I’ve been writing and speaking over the past year about how kids these days seem less confident, more unhappy and less resilient than ever before, and how helicopter parenting is in large part to blame. I’m referring to the over-protective, coddling, enabling type of parenting that produces overly-entitled young people who are nevertheless unable to cope with even the most insignificant challenges. Despite their best intentions, helicopter parents are setting up their kids for failure in all aspects of their lives.
I believe that helicopter parents are responsible for creating a mental health crisis in our Colleges and Universities. Armed with great love but misguided notions of parenting, they’re raising kids who struggle so hard to cope with the ordinary challenges of high school that by the time they reach the post-secondary level, these young people are having emotional melt-downs on a regular basis.
In a recent article in the Toronto Star the writer, Andrea Gordon, talked about how more and more high school kids are showing up at the guidance office with mental health issues and how the school counselors are stretched to their limit, not having enough staff to handle either the intensity of the problems or the number of kids who need help.
In another article in the Star by Samantha Beattie, the writer refers to a study by Children’s Mental Health Ontario, which found that almost half of the students in the province have missed school at some point because of anxiety.
Most helicopter parents are just trying their best to help their kids, but by doing too much for them they’re crippling their kids emotionally. These kids grow up not knowing how to stand on their own two feet, solve their own problems, advocate for themselves or bounce back from adversity. By the time these kids get to high school or college, they’re primed for an emotional collapse.
Some helicopter parents are overly-invested in their kids’ performance, convinced that if their kids do well at school, they’ll feel better about themselves. These parents will do their kids’ homework; they’ll call up the teacher or the principal to argue about grades, and they’ll pressure colleges to accept their kids, even when the kids don’t meet the admission requirements.
The children of this type of parent are at a double disadvantage: not only are they unable to cope on an emotional level, they haven’t been allowed to develop the academic skills that would lead to success in post-secondary education. When faced with mediocre grades and the stress of the expectations associated with higher education, these kids are primed for a breakdown.
Recently, for my Ruthless Compassion podcast series, I interviewed Dr. Holly Rogers, a psychiatrist in charge of student mental health at Duke University in North Carolina. Dr. Rogers described the same problems in several of her students.

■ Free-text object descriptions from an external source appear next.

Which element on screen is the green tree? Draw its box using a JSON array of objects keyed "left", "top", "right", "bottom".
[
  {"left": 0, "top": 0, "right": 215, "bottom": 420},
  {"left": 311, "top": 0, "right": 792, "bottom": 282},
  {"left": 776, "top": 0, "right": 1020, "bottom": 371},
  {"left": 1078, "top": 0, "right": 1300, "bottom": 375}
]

Dr. Rogers pointed out that those students who were raised by helicopter parents have been struggling, while those who’ve had to face some adversity in their young lives and who were expected to deal with problems for the most part on their own are by comparison, doing much better, both academically and socially.
Neither I nor Dr. Rogers are advocating that we abandon our kids or deliberately put them in harm’s way but we’re both aware of how too much enabling and spoiling will create kids who lack the basic coping strategies necessary for success at school and in life.

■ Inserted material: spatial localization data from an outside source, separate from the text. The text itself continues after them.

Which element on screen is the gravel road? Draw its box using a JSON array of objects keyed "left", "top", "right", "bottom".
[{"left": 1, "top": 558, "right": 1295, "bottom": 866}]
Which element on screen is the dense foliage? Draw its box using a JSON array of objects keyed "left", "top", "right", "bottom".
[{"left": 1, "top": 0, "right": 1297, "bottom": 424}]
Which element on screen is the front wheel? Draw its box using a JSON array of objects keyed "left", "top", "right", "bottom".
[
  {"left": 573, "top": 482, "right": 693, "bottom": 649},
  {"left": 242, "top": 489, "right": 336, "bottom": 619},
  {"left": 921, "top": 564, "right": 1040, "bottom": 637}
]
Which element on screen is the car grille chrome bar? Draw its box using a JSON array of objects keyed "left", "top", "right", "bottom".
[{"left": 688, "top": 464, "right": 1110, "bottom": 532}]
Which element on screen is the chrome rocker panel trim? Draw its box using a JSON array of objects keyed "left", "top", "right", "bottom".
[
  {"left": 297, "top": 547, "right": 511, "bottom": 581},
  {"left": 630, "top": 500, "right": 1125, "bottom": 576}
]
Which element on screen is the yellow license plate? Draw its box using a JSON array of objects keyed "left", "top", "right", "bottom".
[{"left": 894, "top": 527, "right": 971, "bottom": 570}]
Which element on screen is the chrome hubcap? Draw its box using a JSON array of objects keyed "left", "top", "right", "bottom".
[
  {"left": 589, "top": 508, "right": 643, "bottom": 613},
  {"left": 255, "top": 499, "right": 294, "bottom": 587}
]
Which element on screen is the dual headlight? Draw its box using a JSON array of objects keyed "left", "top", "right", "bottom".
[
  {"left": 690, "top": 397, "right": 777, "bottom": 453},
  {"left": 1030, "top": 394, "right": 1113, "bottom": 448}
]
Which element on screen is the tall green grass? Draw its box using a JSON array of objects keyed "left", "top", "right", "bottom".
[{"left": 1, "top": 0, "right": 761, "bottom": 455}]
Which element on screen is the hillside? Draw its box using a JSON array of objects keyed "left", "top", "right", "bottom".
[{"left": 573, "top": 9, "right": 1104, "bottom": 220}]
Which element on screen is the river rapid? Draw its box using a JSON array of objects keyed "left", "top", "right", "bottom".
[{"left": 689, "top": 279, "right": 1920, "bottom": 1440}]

It’s important that we rethink how we parent our kids. If we truly want the best for them, we must do like Sheryl Sandberg did and focus on growing resilient, empowered kids. We must start instilling the skills and attitudes into our high-school-aged kids that will enable them to face the challenges of post-secondary education and the world of work that follows.

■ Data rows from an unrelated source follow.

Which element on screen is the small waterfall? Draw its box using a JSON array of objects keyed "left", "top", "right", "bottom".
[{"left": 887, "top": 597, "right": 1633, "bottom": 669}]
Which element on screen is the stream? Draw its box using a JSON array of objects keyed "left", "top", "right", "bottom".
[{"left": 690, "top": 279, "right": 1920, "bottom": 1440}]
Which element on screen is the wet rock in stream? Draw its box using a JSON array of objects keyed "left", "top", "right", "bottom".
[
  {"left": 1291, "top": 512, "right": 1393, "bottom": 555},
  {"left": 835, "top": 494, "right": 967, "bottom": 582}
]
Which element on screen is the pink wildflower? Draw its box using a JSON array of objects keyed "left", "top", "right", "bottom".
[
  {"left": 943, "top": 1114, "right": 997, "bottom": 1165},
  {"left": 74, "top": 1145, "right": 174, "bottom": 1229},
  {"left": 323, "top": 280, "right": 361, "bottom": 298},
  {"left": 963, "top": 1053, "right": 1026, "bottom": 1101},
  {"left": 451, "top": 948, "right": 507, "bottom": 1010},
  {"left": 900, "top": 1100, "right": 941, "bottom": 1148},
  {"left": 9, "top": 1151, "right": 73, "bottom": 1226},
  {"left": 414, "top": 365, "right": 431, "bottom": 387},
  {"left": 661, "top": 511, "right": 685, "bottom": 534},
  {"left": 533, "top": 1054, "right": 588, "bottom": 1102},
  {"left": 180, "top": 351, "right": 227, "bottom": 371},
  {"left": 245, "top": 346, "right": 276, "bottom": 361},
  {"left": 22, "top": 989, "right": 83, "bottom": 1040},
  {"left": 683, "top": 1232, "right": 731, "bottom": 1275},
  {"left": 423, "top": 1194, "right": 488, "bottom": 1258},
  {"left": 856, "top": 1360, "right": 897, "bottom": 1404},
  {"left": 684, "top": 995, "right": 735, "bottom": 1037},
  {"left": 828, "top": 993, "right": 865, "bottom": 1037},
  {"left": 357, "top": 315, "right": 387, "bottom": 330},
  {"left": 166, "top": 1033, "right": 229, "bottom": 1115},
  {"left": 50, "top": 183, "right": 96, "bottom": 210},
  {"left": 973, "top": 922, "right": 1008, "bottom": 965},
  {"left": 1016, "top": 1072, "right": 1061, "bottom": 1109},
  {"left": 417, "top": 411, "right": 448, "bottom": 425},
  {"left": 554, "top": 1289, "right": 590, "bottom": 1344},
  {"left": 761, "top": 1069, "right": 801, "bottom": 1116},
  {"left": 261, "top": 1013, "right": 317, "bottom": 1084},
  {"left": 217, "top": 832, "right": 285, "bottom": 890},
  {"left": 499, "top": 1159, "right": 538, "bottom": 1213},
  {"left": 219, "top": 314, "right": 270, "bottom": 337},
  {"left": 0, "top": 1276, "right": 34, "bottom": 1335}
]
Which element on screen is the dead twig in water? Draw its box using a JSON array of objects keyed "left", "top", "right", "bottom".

We need to stop doing our kids’ homework and calling up the teacher or the principal every time we don’t like our kid’s grade. Maybe it’s time to figure out why our kid is struggling with that particular class. Maybe the child needs extra help, or maybe they just need to develop better study habits.
We need to stop over-scheduling our kids and allow them to go out and play on their own, without adult supervision or control. We need to trust our kids and recognize that they’re smart, resourceful people who are better able to take care of themselves than we’ve given them credit for. When our kids can spend time just playing with one-another, they’ll learn essential life skills, including leadership, cooperation, problem-solving, flexibility and compassion.
We need to stop over-protecting our kids and fighting all their battles for them. We can teach them good coping skills and let them go out and practice these skills. This is how they’ll gain confidence and competence and it’s how they’ll begin to learn from their mistakes and their failures. They’ll become strong, capable, resilient kids who’ll grow into high-functioning young adults.
High school is our last chance to change the way we parent before we send our kids off to college and into adult life. If we truly love them, we must stop hovering over them and start preparing them for the very real challenges that lie ahead.